Un apprentissage cher payé à coup de subventions, de prêts pardonnables, d’investissements millionnaires risqués. Le Journal chiffrait récemment qu’au cours de ses sept années de pouvoir, le gouvernement Legault a engouffré 6,4 milliards de dollars dans le Fonds de développement économique du Québec (FDE) en vue d’y couvrir les déficits annuels, les pertes et les créances douteuses.

Il y a trois grandes leçons à tirer de cette décennie de dilapidation d’argent public.

Première leçon : personne, aussi brillant soit‐il, ne peut comprendre et prévoir les millions de décisions quotidiennes qui font fonctionner une économie

Combien de batteries, de serres, d’autobus électriques ou de gadgets subventionnés seront achetés demain ?

Deuxième leçon : la transparence

Pendant que les Suédois analysent publiquement leurs erreurs dans le dossier Northvolt, les Québécois sont laissés dans le noir.

On a confié des milliards à des fonctionnaires sans mécanismes clairs de reddition de comptes. À voir les résultats, l’analyse de risques a été soit bâclée, soit carrément ignorée.

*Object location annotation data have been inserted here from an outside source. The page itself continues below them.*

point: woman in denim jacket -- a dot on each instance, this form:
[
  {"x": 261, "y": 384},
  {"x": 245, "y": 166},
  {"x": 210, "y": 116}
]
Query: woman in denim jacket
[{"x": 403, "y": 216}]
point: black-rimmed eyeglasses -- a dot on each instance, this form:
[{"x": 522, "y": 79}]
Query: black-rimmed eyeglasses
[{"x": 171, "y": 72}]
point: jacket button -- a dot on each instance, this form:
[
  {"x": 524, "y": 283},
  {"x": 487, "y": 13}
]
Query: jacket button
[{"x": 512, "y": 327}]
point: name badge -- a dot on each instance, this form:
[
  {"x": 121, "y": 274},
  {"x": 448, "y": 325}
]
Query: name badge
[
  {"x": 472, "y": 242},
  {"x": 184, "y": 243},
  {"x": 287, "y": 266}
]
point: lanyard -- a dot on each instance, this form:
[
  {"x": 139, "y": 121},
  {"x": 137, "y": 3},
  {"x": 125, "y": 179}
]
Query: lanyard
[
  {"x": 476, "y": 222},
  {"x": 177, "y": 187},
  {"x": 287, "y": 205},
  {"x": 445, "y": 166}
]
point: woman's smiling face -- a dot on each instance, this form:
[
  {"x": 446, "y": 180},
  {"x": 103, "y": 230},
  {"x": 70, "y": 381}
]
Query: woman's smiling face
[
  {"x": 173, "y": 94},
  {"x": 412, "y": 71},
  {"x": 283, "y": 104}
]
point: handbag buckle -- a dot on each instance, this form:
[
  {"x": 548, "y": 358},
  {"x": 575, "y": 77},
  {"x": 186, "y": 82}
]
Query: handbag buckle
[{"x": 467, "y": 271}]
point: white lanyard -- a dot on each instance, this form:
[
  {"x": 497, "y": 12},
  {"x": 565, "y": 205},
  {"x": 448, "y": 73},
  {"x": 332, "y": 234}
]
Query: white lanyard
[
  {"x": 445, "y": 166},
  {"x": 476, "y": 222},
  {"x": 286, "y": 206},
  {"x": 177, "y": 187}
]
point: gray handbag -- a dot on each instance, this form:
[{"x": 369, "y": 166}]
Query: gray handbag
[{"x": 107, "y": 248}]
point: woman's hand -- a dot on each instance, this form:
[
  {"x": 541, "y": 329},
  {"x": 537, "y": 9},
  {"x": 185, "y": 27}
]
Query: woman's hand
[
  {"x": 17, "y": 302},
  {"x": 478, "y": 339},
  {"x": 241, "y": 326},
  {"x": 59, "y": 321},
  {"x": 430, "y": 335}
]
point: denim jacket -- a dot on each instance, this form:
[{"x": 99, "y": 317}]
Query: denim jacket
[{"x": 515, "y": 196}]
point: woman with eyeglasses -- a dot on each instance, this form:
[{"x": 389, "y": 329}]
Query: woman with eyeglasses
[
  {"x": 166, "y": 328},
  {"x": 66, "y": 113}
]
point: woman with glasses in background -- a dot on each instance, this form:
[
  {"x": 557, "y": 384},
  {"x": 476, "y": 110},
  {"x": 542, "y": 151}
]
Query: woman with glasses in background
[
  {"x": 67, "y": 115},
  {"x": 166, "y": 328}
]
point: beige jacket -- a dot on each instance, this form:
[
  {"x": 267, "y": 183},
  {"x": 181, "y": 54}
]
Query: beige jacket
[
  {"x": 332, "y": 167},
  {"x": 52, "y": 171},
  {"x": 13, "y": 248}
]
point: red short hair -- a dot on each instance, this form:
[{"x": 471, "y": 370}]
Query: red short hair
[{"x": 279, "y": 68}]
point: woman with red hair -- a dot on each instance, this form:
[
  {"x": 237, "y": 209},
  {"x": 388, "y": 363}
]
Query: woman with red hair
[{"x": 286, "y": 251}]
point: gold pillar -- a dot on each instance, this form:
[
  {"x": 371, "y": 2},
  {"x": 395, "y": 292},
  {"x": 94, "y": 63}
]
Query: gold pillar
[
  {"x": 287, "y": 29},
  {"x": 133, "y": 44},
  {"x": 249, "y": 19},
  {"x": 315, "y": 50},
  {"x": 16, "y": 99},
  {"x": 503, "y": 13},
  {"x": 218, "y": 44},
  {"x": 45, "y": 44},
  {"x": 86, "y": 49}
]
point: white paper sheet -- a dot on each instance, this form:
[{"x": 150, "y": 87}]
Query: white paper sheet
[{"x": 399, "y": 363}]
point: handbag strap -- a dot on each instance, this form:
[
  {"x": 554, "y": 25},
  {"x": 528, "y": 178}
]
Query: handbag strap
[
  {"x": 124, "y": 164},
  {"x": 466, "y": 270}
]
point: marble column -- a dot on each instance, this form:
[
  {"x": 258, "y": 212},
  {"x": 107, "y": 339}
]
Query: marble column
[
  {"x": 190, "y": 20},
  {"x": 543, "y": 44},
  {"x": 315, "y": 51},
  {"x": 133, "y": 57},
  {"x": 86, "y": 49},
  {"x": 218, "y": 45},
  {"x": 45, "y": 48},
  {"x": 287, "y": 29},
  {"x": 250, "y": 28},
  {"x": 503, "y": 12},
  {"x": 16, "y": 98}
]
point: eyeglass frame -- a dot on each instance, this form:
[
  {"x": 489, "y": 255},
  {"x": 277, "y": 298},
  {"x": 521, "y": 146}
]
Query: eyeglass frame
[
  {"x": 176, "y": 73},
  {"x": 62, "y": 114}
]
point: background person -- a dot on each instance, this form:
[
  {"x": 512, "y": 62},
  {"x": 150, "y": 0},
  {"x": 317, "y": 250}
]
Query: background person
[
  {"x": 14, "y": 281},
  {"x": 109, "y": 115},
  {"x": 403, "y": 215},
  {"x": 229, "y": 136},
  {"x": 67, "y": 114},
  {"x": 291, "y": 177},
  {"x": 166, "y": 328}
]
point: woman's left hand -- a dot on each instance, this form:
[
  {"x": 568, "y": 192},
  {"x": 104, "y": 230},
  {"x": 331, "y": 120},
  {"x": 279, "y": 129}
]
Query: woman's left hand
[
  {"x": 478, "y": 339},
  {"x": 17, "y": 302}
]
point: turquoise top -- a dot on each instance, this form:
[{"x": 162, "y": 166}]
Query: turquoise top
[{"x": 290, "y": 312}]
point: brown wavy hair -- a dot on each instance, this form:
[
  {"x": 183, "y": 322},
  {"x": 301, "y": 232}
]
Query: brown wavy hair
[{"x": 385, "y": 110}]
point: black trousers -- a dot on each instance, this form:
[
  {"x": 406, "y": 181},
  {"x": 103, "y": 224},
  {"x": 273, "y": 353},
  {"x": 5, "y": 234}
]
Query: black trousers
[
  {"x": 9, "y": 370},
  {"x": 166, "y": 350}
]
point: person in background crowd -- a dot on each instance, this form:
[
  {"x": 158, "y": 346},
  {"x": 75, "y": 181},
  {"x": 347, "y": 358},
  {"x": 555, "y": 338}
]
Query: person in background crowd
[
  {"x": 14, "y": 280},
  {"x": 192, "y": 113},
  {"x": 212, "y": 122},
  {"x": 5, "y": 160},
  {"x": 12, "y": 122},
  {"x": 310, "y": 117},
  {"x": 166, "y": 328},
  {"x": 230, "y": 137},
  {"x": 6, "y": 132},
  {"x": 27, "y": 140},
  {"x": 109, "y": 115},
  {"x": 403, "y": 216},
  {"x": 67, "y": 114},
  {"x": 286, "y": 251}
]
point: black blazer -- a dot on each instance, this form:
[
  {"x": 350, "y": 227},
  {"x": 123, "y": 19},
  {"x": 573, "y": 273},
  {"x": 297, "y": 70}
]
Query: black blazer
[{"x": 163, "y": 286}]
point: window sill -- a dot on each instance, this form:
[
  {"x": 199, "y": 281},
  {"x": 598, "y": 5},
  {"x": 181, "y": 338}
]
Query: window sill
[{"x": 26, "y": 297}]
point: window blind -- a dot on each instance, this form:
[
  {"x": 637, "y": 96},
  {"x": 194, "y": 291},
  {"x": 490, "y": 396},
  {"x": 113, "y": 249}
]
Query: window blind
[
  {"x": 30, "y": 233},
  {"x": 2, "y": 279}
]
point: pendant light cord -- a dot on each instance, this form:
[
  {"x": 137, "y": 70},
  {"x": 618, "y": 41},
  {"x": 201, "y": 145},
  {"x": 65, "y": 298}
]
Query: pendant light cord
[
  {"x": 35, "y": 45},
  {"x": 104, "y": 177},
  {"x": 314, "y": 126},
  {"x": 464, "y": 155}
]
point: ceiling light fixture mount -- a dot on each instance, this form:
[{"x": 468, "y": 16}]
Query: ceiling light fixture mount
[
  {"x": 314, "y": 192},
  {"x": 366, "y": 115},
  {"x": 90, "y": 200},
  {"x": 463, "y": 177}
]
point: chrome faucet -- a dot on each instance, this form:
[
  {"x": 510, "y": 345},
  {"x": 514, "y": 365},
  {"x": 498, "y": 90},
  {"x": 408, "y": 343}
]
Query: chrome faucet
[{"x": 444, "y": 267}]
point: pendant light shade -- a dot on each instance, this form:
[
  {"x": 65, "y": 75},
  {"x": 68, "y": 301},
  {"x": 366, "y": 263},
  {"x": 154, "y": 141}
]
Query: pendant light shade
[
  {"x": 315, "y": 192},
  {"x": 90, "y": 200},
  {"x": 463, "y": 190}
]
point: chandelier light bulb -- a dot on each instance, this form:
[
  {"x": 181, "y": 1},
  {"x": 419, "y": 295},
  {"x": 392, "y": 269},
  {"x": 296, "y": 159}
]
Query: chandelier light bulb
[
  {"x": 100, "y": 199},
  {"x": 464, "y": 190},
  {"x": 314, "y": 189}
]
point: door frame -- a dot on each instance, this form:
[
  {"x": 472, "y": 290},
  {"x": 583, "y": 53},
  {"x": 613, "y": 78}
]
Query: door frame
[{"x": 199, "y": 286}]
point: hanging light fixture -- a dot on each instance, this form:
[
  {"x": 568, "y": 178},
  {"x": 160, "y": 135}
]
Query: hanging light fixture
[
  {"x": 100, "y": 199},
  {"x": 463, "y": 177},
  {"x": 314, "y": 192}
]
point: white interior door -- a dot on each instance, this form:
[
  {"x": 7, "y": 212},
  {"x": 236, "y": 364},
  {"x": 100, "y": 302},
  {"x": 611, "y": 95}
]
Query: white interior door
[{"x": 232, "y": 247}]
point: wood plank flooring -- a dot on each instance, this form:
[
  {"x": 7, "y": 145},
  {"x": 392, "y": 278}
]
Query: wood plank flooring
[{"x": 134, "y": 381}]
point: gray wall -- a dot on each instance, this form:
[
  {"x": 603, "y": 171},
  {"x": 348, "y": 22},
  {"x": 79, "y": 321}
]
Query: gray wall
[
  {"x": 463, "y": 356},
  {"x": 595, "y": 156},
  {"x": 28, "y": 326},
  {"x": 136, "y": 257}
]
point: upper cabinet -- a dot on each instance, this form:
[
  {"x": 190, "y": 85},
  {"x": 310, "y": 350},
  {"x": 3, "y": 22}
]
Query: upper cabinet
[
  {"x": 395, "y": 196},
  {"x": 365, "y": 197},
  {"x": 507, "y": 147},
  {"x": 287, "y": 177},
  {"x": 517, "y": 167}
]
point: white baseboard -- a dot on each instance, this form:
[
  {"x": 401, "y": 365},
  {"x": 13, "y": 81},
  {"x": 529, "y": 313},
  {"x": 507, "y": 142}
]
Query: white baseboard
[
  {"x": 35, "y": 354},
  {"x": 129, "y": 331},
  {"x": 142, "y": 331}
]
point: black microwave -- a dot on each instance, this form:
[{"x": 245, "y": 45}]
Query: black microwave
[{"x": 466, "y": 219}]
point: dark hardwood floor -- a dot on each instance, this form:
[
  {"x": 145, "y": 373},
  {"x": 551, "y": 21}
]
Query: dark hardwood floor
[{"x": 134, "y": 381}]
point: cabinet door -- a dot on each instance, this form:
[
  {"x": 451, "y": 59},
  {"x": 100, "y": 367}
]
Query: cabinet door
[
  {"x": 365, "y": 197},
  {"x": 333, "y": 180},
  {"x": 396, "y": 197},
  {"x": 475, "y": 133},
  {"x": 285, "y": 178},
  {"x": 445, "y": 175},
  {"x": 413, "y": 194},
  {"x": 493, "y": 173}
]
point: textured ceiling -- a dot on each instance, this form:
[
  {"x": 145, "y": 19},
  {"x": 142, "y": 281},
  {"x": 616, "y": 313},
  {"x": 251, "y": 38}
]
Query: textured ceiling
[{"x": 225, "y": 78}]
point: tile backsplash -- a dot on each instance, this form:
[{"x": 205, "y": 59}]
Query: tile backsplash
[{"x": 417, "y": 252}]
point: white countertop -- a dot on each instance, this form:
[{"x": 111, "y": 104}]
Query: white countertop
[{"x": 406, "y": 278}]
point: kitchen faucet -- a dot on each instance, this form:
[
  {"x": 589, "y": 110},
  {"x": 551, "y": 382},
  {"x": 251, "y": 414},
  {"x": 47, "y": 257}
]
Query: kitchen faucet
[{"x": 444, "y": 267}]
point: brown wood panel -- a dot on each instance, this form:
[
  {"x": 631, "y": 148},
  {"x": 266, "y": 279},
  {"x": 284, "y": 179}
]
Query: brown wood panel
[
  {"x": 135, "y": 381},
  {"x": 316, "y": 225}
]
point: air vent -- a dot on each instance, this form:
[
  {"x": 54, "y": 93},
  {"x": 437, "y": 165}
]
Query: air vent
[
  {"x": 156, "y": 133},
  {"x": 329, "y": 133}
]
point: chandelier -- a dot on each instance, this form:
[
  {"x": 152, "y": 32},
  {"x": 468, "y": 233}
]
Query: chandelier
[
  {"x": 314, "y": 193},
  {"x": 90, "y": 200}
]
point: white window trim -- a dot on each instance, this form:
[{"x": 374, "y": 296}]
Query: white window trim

Une politique industrielle aussi agressive, sans surveillance rigoureuse, ouvre la porte aux mauvais paris et aux passe‐droits.

C’est inacceptable dans une démocratie.

Troisième leçon : les vraies priorités oubliées

Pendant que le gouvernement distribuait ses chèques aux multinationales, il négligeait les besoins de base.

– l’éducation manque d’argent,

– les routes et les infrastructures se dégradent,

– les PME étouffent sous la paperasse et les taxes,

verser des centaines de millions à quelques grandes entreprises, c’est poser un diachylon sur une plaie ouverte.

La vision économique de François Legault repose sur un mauvais diagnostic et une mauvaise compréhension du rôle de l’État.

Oui, c’est moins attirant de réparer des routes, des écoles et des hôpitaux.

Mais aucun développement économique durable n’est possible quand ces missions essentielles sont négligées.

Voilà un terrain où François Legault aurait dû s’entêter. Un peu plus.